Tuesday, February 14, 2012

Health

Roving about the Red Planet

By Charles W. Petit
Posted 9/5/04
Page 2 of 3

"I just love this stuff, love it," says Steve Squyres, the project's lean, hyperkinetic overseer of the science instruments and Cornell University planetary sciences professor. Sleeves rolled up, he hustles down the stairs between a large science team meeting and an intimate confab over data. The electrically driven wheels on the machines and the arrays of transmitters and mineral analysis tools were designed for three months' work. By now, fears were that worn parts, the cold of a Martian winter, dust on the solar panels, or all three would shut them down for good. Hard of hearing and a bit arthritic, Spirit indeed is showing its age--a balky front right wheel requires three times normal current to get it turning, and a radio receiver drifts off tune in the cold. For both rovers, solar power is under 40 percent what it was at landing. In mid-September, the rovers may be put on standby, using as little power as possible, parked on slopes as sunny as can be found. The cold is apt to crack the optics of one instrument, rendering it useless. But project manager Jim Erickson now says the two could revive by October and run into September next year.

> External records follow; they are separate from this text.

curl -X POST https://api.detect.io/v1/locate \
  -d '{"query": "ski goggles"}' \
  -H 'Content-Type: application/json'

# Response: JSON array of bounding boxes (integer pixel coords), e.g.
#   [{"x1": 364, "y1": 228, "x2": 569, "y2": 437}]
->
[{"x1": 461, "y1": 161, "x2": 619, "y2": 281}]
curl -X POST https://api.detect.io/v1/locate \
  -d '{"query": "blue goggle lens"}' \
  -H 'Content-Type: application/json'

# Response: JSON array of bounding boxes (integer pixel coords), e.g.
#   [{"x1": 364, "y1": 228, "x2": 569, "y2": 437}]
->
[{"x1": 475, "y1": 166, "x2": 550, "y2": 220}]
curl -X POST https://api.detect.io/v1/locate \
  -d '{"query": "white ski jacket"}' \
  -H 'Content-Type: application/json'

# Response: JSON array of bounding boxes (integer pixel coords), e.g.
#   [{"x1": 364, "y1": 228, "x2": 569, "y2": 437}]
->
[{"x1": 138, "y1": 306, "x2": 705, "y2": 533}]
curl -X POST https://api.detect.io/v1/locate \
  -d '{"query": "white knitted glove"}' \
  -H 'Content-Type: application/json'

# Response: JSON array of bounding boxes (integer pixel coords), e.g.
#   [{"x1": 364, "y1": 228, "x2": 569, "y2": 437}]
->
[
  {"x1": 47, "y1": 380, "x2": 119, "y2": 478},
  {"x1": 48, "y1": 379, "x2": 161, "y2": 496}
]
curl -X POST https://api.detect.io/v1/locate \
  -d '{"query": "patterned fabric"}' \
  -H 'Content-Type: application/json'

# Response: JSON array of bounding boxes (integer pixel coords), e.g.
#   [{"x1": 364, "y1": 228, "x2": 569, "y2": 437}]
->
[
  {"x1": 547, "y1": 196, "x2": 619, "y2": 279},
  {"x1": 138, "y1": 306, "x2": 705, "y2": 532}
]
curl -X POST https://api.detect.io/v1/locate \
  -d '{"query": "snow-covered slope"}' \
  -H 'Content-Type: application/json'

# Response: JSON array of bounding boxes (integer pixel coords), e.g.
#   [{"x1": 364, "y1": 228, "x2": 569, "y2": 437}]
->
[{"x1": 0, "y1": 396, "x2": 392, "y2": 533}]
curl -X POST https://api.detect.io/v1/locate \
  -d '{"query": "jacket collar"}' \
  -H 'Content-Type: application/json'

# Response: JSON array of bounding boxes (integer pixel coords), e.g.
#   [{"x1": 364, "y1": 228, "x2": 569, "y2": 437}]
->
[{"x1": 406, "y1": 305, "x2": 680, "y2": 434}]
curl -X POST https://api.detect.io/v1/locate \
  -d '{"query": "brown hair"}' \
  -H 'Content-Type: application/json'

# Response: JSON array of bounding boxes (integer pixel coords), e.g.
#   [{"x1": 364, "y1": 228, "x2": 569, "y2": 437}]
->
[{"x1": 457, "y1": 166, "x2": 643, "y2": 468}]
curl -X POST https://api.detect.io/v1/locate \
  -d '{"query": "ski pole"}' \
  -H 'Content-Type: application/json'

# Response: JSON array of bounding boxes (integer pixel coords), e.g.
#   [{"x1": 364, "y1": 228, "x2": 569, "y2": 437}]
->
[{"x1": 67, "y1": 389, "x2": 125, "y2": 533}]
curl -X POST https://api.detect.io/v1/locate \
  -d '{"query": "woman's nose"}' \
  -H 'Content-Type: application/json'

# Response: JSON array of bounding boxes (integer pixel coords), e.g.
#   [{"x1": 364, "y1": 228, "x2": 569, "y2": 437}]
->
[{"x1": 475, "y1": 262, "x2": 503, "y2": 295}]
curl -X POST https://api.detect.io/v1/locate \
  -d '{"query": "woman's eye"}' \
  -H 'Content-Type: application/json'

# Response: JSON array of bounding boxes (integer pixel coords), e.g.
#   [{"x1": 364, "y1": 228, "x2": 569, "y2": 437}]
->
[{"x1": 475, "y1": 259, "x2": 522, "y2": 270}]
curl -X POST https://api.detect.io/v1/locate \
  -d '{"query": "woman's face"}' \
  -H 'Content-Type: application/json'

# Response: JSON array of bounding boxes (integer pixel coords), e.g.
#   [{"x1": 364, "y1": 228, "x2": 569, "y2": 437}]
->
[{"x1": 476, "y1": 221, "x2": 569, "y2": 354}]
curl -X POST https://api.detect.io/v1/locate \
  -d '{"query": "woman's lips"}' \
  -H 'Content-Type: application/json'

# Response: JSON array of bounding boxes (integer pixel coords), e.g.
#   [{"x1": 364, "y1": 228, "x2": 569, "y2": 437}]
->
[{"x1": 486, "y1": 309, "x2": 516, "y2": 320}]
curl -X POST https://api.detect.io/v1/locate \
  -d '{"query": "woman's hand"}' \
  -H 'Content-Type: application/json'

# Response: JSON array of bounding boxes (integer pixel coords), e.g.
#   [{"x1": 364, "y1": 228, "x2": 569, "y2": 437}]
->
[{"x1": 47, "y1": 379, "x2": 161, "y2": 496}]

"Trust the vehicles." Nobody knows how far into the hills Spirit may go, nor whether Opportunity will live out its days in deep Endurance Crater. Squyres constantly exhorts his teams to "trust the vehicles" but is amazed by their sturdiness. "You can't believe how many gears, wheels, hinges, motors, and other gizmos all had to work just right," he says in his office, a futon next to him on the floor where he catches an occasional wink. Other than an overloaded computer memory that hobbled Spirit for a few weeks in the early going and was fixed by a change in procedure, showstoppers have been few.

In 1997, Squyres joined forces with Ray Arvidson, a planetary scientist at Washington University in St. Louis and onetime rival for NASA projects, to propose a Mars rover expedition. Arvidson is now his second in command of the rover science packages. Their teams of researchers, engineers, and students spent thousands of hours over several years driving practice rovers with names like FIDO (for Field Integrated Design and Operations) and K-9 across the deserts of California, Arizona, and Nevada. And while Spirit and Opportunity were en route to Mars last year, they drilled on engineering models over simulated Mars terrain at JPL. Upon landing, says Arvidson, "we had this eerie feeling we'd been there before." There is no guidebook to running robots on Mars, Squyres says, but the team is "unbelievably good at doing this now." Their skill, he says, laughing, has no other, earthly use.

For the first three months of the expedition, the 400-plus scientists and engineers split into two shifts for round-the-clock work. Arizona State University geologist Jim Rice worked both Spirit and Opportunity for all three months, catching two hours' sleep at each shift change. At 45, he has been a space nut all his life and hopes he is still fit enough in his 60s or even 70s to go to Mars himself. "We're the 21st-century Corps of Discovery," he says, invoking the Lewis and Clark expedition. The pace has slowed down somewhat, with rover workers sticking to Earth-based shifts and adjusting their tasks daily according to which rover is active.